Dachsanierung auf Burg Eltz mit Moselschiefer

Bei den Dächern der Burg Eltz finden sich Zeugnisse alter Dachdeckerkunst und älteste Belege für die Haltbarkeit von Moselschiefer als Dachdeckungsmaterial. Die Burg erhielt in großen Teilen eine neue Schieferdeckung – insgesamt 1800 m² in Altdeutscher Deckung aus Moselschiefer im scharfen Hieb.

Die Burg Eltz am Elzbach, einem Zufluss der Mosel, wurde erstmals 1157 erwähnt. Sie zählt heute zu den besterhaltenen Burgen Deutschlands und wird jährlich von rund 250 000 Gästen besucht. Das Bauwerk hatte das Glück, nie unter einer ernsthaften kriegerischen Auseinandersetzung gelitten zu haben. Das Besondere an dieser Burg ist deshalb nicht nur ihr originaler historischer Zustand, sondern auch die hier einst gefundenen uralten Belege der Dachdeckerkunst und die erhaltenen Belege der verwendeten Baumaterialien. Hier fand das Unternehmen Rathscheck mit Moselschiefer gedeckte Flächen, die nachweislich über 200 Jahre alt waren.

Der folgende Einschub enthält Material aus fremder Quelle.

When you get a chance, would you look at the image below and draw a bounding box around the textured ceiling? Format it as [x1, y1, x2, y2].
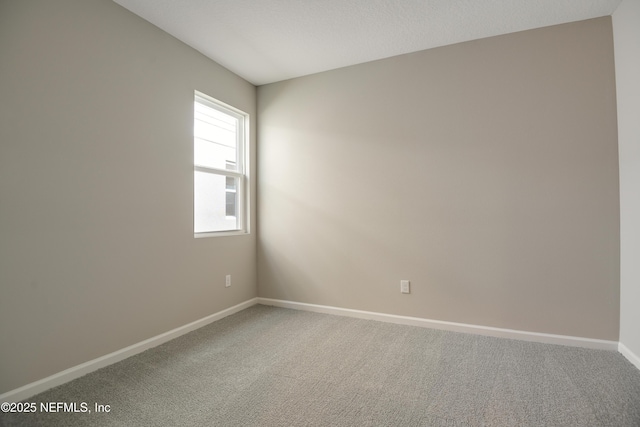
[113, 0, 622, 86]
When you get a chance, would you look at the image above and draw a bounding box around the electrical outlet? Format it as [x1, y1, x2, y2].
[401, 280, 410, 294]
[225, 274, 231, 287]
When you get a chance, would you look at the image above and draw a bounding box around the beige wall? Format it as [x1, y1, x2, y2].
[257, 17, 620, 340]
[613, 0, 640, 360]
[0, 0, 257, 394]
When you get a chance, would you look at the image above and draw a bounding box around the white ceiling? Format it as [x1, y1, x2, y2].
[113, 0, 622, 86]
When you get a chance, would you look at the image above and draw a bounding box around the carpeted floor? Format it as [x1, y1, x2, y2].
[2, 304, 640, 426]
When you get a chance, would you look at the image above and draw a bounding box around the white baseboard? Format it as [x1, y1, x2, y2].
[0, 298, 259, 403]
[619, 342, 640, 370]
[258, 298, 619, 351]
[2, 296, 627, 403]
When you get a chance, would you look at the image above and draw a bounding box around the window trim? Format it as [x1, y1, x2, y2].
[194, 91, 250, 237]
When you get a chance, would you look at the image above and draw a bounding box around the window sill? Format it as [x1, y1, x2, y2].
[194, 230, 249, 238]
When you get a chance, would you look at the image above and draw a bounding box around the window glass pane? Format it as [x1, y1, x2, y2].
[194, 103, 238, 170]
[194, 171, 239, 233]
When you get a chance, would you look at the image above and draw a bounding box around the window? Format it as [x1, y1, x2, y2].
[194, 92, 248, 235]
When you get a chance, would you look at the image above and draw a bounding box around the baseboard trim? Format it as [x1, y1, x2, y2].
[258, 298, 618, 351]
[2, 296, 625, 403]
[0, 297, 259, 403]
[619, 342, 640, 370]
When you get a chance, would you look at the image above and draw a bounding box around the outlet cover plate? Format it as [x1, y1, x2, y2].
[401, 280, 410, 294]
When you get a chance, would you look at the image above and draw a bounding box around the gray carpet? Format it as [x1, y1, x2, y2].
[2, 305, 639, 426]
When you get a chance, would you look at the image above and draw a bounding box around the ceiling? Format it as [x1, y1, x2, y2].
[113, 0, 622, 86]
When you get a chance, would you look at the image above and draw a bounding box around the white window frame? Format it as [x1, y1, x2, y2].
[194, 91, 249, 237]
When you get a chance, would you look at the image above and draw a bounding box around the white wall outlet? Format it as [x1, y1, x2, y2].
[225, 274, 231, 287]
[401, 280, 410, 294]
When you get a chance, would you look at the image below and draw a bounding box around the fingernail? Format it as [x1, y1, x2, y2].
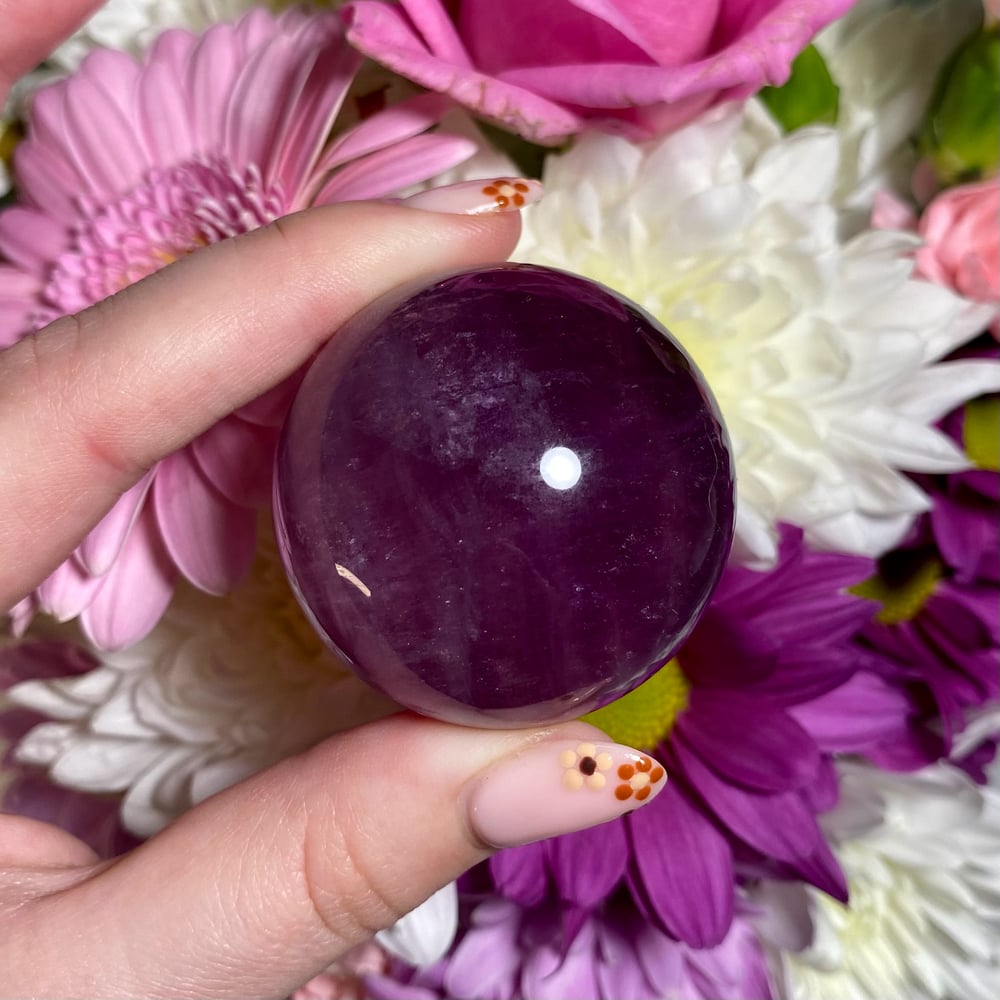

Die Burg Eltz ist eine sogenannte Ganerbenburg, was bedeutet, dass die Nachkommen des Burgerbauers diese Burg gemeinsam erbten, bewohnten und bewirtschafteten. In der Hochzeit der Burg wohnten hier über 100 Familienmitglieder und Gesinde auf engstem Raum zusammen. Neben dem ältesten und ursprünglichen Gebäudeteil der Burg, der Platt-Eltz, einem Wehrturm aus dem 12. Jahrhundert, erbauten die Familienlinien der Eltz-Rübenacher, der Eltz-Kempenicher und der Eltz-Rodendorfer innerhalb der Burgmauern jeweils ihre eigenen Familienunterkünfte. Auf diese Weise entstand eine sogenannte Randhausburg. Die Bebauung ist zwischen sechs und zehn Geschossen hoch. Die dichte Nutzung der Burgfläche spiegelt sich in der überaus komplexen Dachlandschaft wider. Heute sind die Grafen von und zu Eltz von der Kempenicher Linie die alleinigen Eigentümer der Burg, denn die Familienlinie der Rodendorfer starb im 18. Jahrhundert aus und die Rübenacher verkauften ihren Anteil im Jahr 1815.

In den 1980er Jahren wurde in einem ersten Schritt die Nordwestseite der Burgdächer, unter anderem das Rübenacher Haus und einige Dächer vor- und angegliederter Wirtschaftsgebäude saniert. 2011 und 2012 fand die großflächige Dachsanierung der übrigen Dächer statt.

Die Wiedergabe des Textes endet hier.